Wine Labels


I love wine labels, and admit that I have purchased a bottle or two based entirely on the label design. Sometimes that worked out well, but there were other times… well, let’s just say their investment in marketing paid off – at least for the sale of that one bottle anyway! Fortunately this isn’t usually my primary criteria for purchasing wine, but it does add a little excitement to the purchase.

Many decades back, when the shelves of your local wine store were dominated by Old World wines, you had to know your geography in order to know exactly what you were drinking. The labels primarily stated who made the wine, where it was from, the vintage and whether it was red or white. That bottle of vin rouge from France could have contained any of a wide variety of grapes if you didn’t understand the terminology on the label and regions in which it was produced. Unless you know what grape varieties are grown in the Southern Rhone, that bottle of Côtes du Rhône would be a mystery wine. (See below for what is actually in this bottle.)

Fast forward to today when the shelves are equally balanced between Old and New World wines, the process of grabbing your favourite bottle of Pinot Grigio is far easier. With most New World wines of a single grape variety, the name is right on the label. Even some blends will have that on the front label, with the dominant variety being the first stated, as with the Campbells Shiraz/Durif (90% Shiraz / 10% Durif).

But with the proliferation of New World wines on the shelves, producers are having to become more and more creative in their labeling and branding to stand out from the crowd, especially those from new or lesser known wineries. Some even go as far as creating a complete ‘lifestyle’ around their brand, including special events. My current favourite in this category is ‘Ladies who Shoot their Lunch’, which even has its own branded website apart from the main Fowles Wine brand. The site not only includes information on the wines, but scheduled tasting events, food pairing & recipes, and an option to join their mailing list under the guise of The Hunt Club. Top marks should go to their marketing team for innovation.

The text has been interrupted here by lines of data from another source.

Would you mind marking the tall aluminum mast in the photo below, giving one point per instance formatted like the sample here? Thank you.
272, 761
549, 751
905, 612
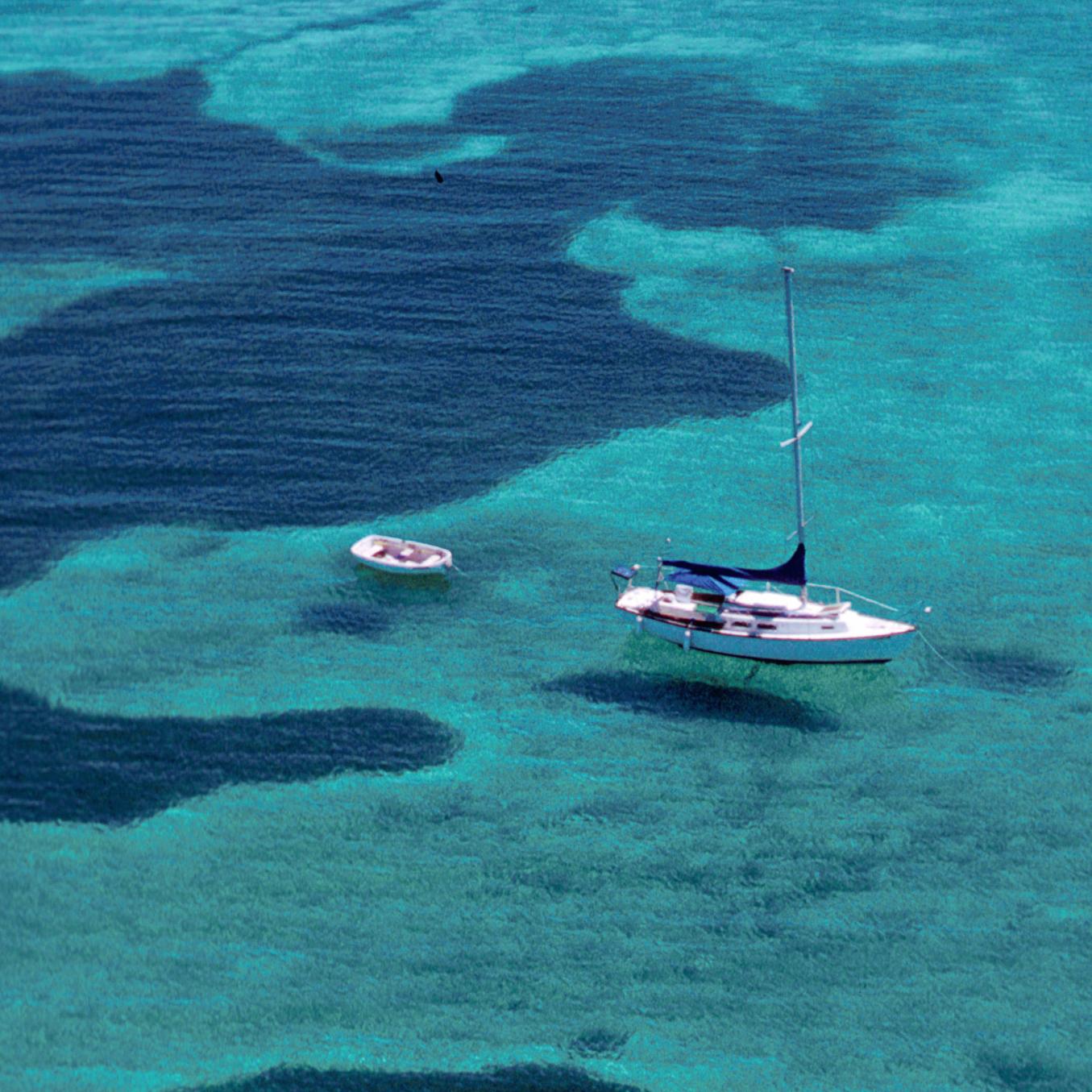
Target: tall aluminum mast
797, 431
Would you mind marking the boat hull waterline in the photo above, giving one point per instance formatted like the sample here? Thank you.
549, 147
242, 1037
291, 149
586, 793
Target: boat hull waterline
402, 556
821, 637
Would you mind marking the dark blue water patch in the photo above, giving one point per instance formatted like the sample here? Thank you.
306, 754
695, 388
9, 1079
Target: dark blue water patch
1011, 670
61, 765
344, 344
529, 1078
682, 699
347, 618
1008, 1069
600, 1043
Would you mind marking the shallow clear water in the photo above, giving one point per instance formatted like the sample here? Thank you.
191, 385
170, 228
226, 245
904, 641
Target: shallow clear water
261, 812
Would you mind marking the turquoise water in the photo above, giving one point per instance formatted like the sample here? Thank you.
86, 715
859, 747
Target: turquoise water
262, 812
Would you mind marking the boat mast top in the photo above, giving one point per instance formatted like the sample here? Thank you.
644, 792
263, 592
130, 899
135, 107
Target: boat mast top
797, 431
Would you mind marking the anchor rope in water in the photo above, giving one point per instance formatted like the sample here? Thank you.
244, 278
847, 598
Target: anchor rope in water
941, 658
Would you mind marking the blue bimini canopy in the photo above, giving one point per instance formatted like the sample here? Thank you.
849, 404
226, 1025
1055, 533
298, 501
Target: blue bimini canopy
719, 578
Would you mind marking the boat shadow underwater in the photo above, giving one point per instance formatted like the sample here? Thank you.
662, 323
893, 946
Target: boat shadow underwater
69, 766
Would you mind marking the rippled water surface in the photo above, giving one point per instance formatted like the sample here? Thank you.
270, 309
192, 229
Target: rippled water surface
268, 822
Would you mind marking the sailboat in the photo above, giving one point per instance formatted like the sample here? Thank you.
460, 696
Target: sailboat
717, 608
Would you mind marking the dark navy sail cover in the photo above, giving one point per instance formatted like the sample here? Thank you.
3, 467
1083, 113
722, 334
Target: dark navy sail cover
720, 578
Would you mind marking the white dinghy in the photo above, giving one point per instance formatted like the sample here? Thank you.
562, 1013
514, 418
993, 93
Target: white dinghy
707, 608
402, 556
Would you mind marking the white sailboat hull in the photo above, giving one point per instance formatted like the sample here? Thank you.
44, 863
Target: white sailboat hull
787, 639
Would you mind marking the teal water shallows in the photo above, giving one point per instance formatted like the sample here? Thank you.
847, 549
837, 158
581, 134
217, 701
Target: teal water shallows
488, 837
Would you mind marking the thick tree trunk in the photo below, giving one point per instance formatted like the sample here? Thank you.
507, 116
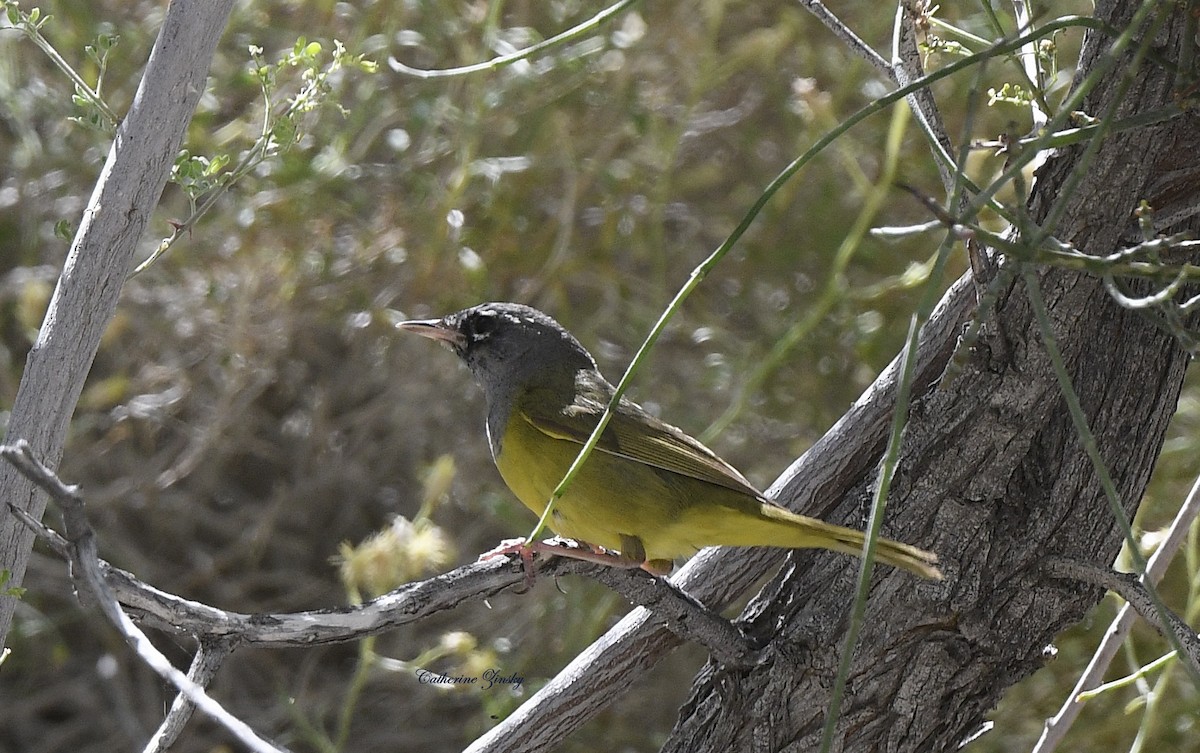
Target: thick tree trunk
993, 477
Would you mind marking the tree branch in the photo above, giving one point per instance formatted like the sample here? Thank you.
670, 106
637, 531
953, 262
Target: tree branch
126, 193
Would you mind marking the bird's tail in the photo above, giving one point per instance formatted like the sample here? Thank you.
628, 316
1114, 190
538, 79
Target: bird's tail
781, 528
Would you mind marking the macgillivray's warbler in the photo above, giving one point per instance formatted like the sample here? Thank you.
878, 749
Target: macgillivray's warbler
648, 491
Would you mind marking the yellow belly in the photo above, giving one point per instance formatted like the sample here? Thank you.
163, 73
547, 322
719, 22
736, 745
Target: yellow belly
615, 497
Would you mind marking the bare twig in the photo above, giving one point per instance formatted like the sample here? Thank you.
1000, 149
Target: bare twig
88, 577
1129, 588
684, 615
1056, 727
208, 660
847, 35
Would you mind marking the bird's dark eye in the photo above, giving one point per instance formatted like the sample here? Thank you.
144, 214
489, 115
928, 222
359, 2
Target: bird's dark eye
483, 325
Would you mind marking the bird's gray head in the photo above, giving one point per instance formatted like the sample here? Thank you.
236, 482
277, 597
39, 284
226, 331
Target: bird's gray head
508, 345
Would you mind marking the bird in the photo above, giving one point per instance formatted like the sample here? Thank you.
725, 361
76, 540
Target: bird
648, 493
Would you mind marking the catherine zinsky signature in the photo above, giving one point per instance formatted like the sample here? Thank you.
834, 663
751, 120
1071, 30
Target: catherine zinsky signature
487, 680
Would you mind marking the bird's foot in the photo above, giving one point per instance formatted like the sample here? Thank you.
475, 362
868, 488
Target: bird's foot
575, 550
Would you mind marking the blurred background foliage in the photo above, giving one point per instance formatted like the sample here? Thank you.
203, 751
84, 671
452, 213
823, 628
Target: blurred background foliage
252, 415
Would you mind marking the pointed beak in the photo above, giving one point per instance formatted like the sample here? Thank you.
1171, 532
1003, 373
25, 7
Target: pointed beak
437, 330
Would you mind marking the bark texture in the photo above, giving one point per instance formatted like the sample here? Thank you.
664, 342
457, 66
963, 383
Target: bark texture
993, 476
126, 193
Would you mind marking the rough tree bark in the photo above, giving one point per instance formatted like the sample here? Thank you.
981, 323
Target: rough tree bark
126, 193
993, 477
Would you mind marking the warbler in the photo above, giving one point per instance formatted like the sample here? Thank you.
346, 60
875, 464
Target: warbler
648, 493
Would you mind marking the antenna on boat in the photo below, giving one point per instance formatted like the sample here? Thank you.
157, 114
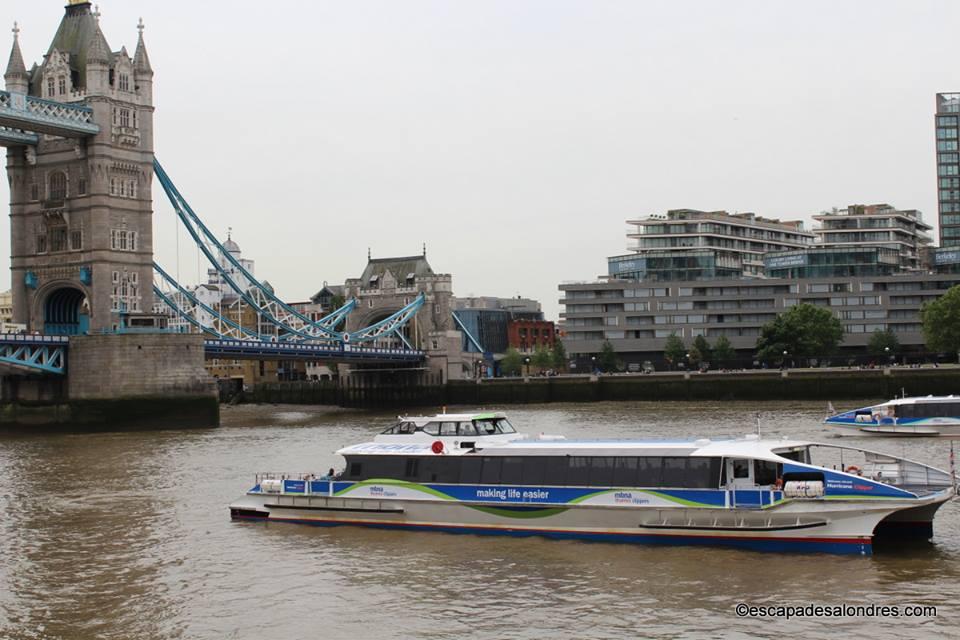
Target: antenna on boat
953, 466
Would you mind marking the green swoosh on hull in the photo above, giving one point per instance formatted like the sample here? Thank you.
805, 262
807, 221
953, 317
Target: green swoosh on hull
394, 483
510, 513
658, 494
443, 496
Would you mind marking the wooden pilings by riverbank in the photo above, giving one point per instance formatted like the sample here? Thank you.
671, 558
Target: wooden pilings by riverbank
797, 384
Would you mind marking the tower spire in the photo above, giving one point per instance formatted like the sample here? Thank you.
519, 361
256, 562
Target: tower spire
141, 61
16, 74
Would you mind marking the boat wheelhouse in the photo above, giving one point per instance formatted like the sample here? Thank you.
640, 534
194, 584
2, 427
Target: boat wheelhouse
469, 473
918, 416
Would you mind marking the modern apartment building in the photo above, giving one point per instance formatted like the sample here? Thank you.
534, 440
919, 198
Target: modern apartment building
686, 244
948, 167
638, 317
876, 225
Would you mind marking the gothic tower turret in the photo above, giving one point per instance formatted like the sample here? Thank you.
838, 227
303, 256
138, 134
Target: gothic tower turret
16, 75
81, 207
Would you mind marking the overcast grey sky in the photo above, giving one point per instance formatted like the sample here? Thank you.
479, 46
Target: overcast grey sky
516, 137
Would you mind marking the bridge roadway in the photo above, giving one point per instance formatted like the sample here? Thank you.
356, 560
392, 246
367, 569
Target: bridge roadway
48, 354
22, 117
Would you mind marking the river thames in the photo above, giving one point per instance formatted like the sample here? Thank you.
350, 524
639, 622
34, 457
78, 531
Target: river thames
128, 535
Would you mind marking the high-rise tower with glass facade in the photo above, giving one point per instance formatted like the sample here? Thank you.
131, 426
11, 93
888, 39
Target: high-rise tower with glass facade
948, 167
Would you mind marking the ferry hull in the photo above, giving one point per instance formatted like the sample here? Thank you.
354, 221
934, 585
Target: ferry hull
832, 527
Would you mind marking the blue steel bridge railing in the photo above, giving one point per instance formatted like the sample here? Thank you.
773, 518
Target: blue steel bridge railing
47, 354
292, 324
37, 115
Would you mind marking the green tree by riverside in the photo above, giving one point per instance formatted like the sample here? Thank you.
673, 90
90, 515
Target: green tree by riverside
608, 360
674, 350
512, 362
941, 322
723, 352
883, 343
805, 331
559, 356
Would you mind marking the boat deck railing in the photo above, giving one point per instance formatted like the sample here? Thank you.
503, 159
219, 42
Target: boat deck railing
286, 475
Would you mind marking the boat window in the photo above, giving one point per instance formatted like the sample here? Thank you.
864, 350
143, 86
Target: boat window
440, 469
741, 468
674, 472
412, 469
504, 426
702, 473
929, 410
625, 472
556, 471
467, 429
512, 470
578, 471
490, 474
648, 472
448, 428
401, 427
766, 472
486, 427
470, 469
534, 470
601, 472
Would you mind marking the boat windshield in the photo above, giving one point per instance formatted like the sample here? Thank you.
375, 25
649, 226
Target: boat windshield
401, 428
494, 426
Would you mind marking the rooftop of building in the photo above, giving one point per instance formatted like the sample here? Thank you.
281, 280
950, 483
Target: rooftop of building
745, 218
402, 268
881, 210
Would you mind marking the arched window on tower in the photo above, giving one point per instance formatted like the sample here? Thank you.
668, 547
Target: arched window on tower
58, 186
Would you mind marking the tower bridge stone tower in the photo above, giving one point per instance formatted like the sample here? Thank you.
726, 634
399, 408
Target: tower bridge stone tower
389, 284
81, 208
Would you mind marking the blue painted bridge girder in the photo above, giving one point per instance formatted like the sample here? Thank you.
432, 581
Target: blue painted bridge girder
255, 350
25, 115
34, 353
15, 137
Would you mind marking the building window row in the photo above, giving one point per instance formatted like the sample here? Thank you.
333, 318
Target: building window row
123, 188
58, 238
123, 240
125, 296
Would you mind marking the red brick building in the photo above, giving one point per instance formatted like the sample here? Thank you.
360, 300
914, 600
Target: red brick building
527, 335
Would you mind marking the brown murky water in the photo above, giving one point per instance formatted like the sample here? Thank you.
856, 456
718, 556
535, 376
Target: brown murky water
127, 535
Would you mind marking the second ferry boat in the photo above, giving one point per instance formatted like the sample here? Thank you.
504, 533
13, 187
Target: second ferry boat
473, 473
918, 416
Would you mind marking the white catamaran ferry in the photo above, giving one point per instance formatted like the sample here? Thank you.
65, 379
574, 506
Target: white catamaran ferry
920, 416
473, 473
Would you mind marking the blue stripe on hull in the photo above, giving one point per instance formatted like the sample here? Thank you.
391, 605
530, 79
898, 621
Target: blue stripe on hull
818, 545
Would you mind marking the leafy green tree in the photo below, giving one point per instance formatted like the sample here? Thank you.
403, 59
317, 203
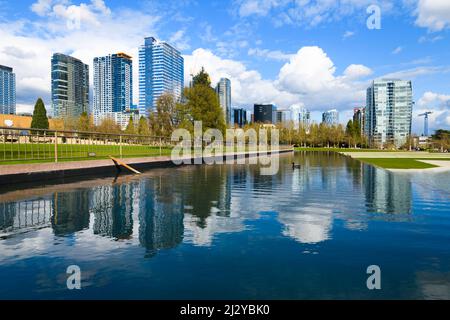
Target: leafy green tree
130, 129
85, 123
40, 119
143, 128
203, 105
202, 78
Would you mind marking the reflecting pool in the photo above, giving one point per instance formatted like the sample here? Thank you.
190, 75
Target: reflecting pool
227, 232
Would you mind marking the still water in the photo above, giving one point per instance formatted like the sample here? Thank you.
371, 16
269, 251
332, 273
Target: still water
227, 232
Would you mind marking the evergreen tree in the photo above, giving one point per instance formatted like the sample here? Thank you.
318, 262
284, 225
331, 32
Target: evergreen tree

On the other end of the spectrum, and yet still standing out for its simple and creative design is Charles Smith Family Wines / K Vintners. Your basic Pinot Grigio is highlit as just that – Vino Pinot Grigio. (Although in this case, the Pinot in the bottle is anything but basic – bursting with so much flavour you’d be forgiven for thinking you’d picked up a Gewürztraminer or Torrontes.) Charles Smith carries this theme throughout his range of wines, with similar black & white graphics and names like Kung Fu Girl Riesling, Boom Boom! Syrah, Eve Chardonnay and The Velvet Devil Merlot.

Although my current wine purchases revolve around far more than what’s on the label, the constant changes in names and labels designed to grab your attention makes for an interesting wander down the isles of your local wine store. And for those of you who are curious, that Côtes du Rhône will generally be a blend of Grenache, Syrah and Mourvèdre. And at $15.95 CDN makes for a great every day French red.


Semantics in wine…

Exploring the world of wine is like learning a whole new language, one in which not only are some of the words completely unfamiliar, but even some of the familiar ones are now attached to properties that do not initially make a whole lot of sense. How can a drink that is made from fermented grape juice smell like a cigar box or coffee beans? When thinking of drinking a glass of red wine, it’s hard to imagine that the smell of the forest floor or leather is going to enhance the experience. But yes, these words and smells are often there, even if initially hard to discern, and if you work hard at it, maybe one day you too will be able to find them. Whether that will add to your enjoyment of the wine is a personal experience. It will certainly add to your vocabulary.

In my early exposure to the study of wine I discovered three words that I needed to modify my use of. Those three words are ‘I don’t like…’ followed by either a country, region or particular wine. “I don’t like Chardonnay” or “…Pinot Noir” were two of mine, and just a few days back I heard from a colleague “I don’t like Italian wines”, although to her credit she was quick to qualify that, stating it was more out of lack of knowledge or what is actually available locally from that country.

So what’s wrong with those three words? Primarily that it is a huge generalization, setting one up to be proven wrong very easily. Even just a few weeks into my wine studies, I discovered that a French Syrah could taste different just from one small region to the next! And given that there are literally thousands of wineries throughout the world, it would be virtually impossible to make a realistic statement beginning with ‘I don’t like…’ in the above context.

One of my goals in this blog is to encourage my readers to explore the world of wine. Don’t give up on a particular wine or country after one just one bottle. If you don’t like that bottle of Chardonnay, try one from another region or country. A Sauvignon Blanc from New Zealand tastes completely different from a Sauvignon Blanc from France. If you have found you don’t like ‘Italian’ wines, try one from a completely different part of the country. A wine from Southern Italy can taste completely different to a wine from the North, even when using the same grape variety.

So how did I personally modifying those three words ‘I don’t like’? Well, it now reads ‘I have yet to find a (insert wine / country) that I like’, which leaves it open for me to keep exploring until I eventually find one that I do like. And I encourage you to do the same.